IV. SWEET LITTLE MISS CLARKE

When we took our seats at the breakfast-table, it was with the feeling of being no longer looked upon as connected in any way with this case.

Yet our interest in it was, if anything, increased, and when I saw George casting furtive glances at a certain table behind me, I leaned over and asked him the reason, being sure that the people whose faces I saw reflected in the mirror directly before us had something to do with the great matter then engrossing us. His answer conveyed the somewhat exciting information that the four persons seated in my rear were the same four who had been reading at the round table in the mezzanine at the time of Miss Challoner's death.

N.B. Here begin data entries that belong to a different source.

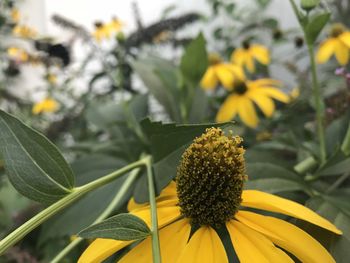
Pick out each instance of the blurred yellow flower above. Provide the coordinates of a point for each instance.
(246, 55)
(24, 31)
(219, 71)
(46, 105)
(105, 31)
(15, 15)
(338, 44)
(243, 97)
(51, 78)
(17, 54)
(115, 25)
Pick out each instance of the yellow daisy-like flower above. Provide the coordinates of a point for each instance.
(24, 31)
(47, 105)
(17, 54)
(338, 44)
(208, 195)
(218, 71)
(243, 97)
(15, 15)
(115, 25)
(246, 55)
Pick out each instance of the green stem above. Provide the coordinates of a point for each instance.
(152, 199)
(114, 203)
(318, 104)
(76, 193)
(315, 85)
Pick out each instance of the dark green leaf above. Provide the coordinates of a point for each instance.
(195, 60)
(83, 213)
(119, 227)
(273, 185)
(337, 169)
(315, 26)
(34, 165)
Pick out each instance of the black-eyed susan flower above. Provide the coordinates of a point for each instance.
(247, 93)
(208, 195)
(46, 105)
(337, 44)
(24, 31)
(248, 53)
(221, 72)
(17, 54)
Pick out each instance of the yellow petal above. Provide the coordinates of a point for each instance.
(345, 38)
(273, 203)
(273, 93)
(251, 246)
(100, 249)
(247, 112)
(287, 236)
(238, 56)
(264, 103)
(260, 53)
(228, 109)
(169, 192)
(225, 76)
(209, 80)
(326, 50)
(173, 238)
(204, 246)
(341, 53)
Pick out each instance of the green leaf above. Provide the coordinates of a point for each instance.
(195, 60)
(153, 71)
(34, 165)
(119, 227)
(315, 26)
(336, 169)
(83, 213)
(273, 178)
(273, 185)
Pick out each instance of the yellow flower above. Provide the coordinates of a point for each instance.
(17, 54)
(246, 55)
(245, 94)
(338, 44)
(15, 15)
(208, 195)
(218, 71)
(51, 78)
(47, 105)
(115, 25)
(24, 31)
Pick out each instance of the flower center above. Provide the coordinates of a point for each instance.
(210, 178)
(240, 88)
(214, 59)
(337, 30)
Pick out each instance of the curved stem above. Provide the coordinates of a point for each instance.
(152, 200)
(318, 105)
(76, 194)
(114, 203)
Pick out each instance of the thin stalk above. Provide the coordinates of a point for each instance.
(107, 212)
(76, 194)
(152, 199)
(318, 105)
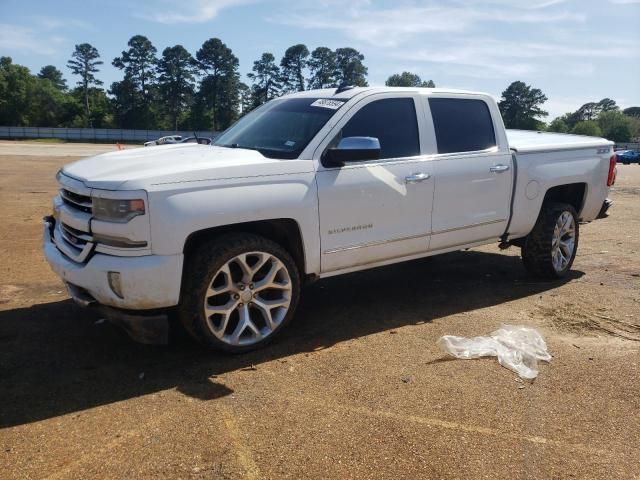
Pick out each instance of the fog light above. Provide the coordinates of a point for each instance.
(114, 283)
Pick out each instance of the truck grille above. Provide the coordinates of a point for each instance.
(72, 234)
(75, 200)
(75, 237)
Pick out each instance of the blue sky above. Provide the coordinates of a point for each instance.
(574, 50)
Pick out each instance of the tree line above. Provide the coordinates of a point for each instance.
(173, 90)
(521, 108)
(176, 90)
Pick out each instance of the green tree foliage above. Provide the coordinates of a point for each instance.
(176, 72)
(136, 109)
(16, 89)
(615, 126)
(558, 125)
(322, 68)
(520, 106)
(266, 79)
(245, 98)
(349, 67)
(592, 110)
(84, 62)
(408, 79)
(51, 73)
(587, 127)
(139, 63)
(292, 67)
(632, 112)
(219, 87)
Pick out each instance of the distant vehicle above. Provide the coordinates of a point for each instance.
(627, 157)
(164, 140)
(200, 140)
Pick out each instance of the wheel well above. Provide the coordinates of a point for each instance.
(283, 231)
(572, 193)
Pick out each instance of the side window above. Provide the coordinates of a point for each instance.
(462, 125)
(392, 121)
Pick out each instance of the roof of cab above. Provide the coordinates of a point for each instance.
(352, 92)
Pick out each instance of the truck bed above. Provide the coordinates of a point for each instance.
(528, 141)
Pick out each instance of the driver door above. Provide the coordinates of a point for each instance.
(377, 210)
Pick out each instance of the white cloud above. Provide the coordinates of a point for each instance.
(392, 27)
(52, 23)
(193, 11)
(15, 38)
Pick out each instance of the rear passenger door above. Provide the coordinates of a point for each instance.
(472, 171)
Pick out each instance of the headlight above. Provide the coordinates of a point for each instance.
(120, 211)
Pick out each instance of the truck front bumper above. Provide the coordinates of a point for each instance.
(146, 284)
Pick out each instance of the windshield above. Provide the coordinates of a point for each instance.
(281, 128)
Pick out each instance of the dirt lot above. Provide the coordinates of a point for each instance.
(356, 388)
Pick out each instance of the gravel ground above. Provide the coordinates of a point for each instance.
(356, 388)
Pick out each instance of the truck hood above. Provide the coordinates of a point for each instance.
(142, 168)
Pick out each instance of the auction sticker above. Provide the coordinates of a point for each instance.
(327, 103)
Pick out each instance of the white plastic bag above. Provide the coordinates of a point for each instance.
(517, 347)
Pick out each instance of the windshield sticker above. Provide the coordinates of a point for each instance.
(326, 103)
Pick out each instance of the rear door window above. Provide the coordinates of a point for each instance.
(462, 125)
(392, 121)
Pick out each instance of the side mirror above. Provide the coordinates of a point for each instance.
(352, 149)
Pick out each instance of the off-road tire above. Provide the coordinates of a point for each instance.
(537, 249)
(199, 270)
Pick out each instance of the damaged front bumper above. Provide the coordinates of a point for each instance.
(150, 286)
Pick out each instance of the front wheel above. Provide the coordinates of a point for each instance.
(550, 249)
(239, 291)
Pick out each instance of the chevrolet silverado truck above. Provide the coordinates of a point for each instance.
(311, 185)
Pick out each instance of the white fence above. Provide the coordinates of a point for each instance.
(94, 134)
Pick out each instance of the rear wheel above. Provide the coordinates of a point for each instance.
(240, 291)
(550, 249)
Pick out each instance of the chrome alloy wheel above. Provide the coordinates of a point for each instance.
(563, 242)
(248, 298)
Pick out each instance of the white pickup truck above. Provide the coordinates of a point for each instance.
(311, 185)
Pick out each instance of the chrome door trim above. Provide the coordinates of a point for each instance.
(412, 237)
(481, 224)
(372, 244)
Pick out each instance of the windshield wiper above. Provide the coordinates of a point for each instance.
(236, 145)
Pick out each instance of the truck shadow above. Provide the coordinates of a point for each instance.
(56, 358)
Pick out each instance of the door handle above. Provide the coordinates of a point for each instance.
(499, 168)
(417, 178)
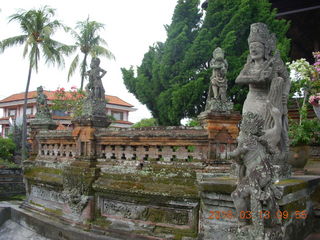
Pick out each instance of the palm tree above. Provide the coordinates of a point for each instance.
(37, 28)
(89, 43)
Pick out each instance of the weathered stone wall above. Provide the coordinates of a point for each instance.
(141, 181)
(11, 182)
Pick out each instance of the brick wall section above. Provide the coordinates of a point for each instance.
(11, 182)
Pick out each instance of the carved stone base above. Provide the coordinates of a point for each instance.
(92, 121)
(222, 132)
(216, 105)
(218, 218)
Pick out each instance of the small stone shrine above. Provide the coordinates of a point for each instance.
(219, 117)
(217, 94)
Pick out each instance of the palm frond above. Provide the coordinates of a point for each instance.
(17, 40)
(73, 66)
(101, 51)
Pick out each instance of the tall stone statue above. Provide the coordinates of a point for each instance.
(95, 87)
(94, 107)
(263, 143)
(217, 94)
(268, 80)
(218, 78)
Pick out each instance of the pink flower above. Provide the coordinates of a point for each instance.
(315, 99)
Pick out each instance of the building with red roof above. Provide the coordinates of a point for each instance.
(13, 108)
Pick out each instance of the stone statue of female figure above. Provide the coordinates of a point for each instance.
(268, 81)
(95, 74)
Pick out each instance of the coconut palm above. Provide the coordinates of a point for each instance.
(89, 43)
(37, 28)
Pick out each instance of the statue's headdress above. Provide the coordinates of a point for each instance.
(259, 32)
(252, 124)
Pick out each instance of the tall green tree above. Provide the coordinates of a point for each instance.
(90, 43)
(162, 69)
(37, 27)
(183, 84)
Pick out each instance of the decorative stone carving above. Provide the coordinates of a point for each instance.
(43, 112)
(263, 139)
(217, 94)
(95, 104)
(75, 191)
(268, 81)
(94, 107)
(254, 155)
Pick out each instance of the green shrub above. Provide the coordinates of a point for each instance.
(7, 148)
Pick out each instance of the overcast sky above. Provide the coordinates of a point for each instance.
(131, 26)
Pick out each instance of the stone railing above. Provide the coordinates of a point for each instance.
(58, 144)
(153, 144)
(167, 144)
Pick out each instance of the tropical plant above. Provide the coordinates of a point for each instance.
(90, 43)
(7, 148)
(305, 82)
(37, 27)
(173, 78)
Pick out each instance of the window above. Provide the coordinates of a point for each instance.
(117, 115)
(29, 111)
(12, 112)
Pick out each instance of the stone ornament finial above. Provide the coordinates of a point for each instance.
(259, 32)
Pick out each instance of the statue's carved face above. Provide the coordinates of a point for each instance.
(256, 50)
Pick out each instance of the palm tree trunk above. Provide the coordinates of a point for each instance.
(24, 117)
(84, 66)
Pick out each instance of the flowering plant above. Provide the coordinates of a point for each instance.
(70, 102)
(305, 83)
(315, 99)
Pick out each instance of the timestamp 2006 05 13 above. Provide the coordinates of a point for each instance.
(264, 214)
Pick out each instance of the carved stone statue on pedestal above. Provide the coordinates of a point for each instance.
(94, 107)
(262, 149)
(217, 94)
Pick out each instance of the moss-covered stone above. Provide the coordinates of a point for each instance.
(43, 174)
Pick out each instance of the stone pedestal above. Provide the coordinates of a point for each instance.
(37, 125)
(218, 218)
(222, 130)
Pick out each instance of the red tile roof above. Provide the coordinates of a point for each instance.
(50, 94)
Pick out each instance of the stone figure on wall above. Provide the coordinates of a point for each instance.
(43, 111)
(217, 93)
(268, 80)
(95, 86)
(94, 106)
(218, 80)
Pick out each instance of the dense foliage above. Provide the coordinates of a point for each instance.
(7, 148)
(37, 27)
(173, 77)
(89, 42)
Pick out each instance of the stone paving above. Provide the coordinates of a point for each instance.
(12, 231)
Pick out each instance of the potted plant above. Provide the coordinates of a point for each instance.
(304, 132)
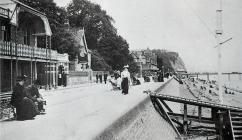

Instantly they absorbed all my attention, though I dared not give them a direct look, and continued to observe them only in the gla.s.s.

"Is it one family?" I asked.

"Yes, and a very respectable one. Transients, of course, but very well known in Denver. The lady is not the mother of the boys, but their aunt.

The boys belong to the gentleman, who is a widower."

"Their word ought to be good."

George nodded.

"The boys look wide-awake enough if the father does not. As for the aunt, she is sweetness itself. Do they still insist that Miss Challoner was the only person in the room with them at this time?"

"They did last night. I don't know how they will meet this statement of the doctor's."

"George?"

He leaned nearer.

"Have you ever thought that she might have been a suicide? That she stabbed herself?"

"No, for in that case a weapon would have been found."

"And are you sure that none was?"

"Positive. Such a fact could not have been kept quiet. If a weapon had been picked up there would be no mystery, and no necessity for further police investigation."

"And the detectives are still here?"

"I just saw one."

"George?"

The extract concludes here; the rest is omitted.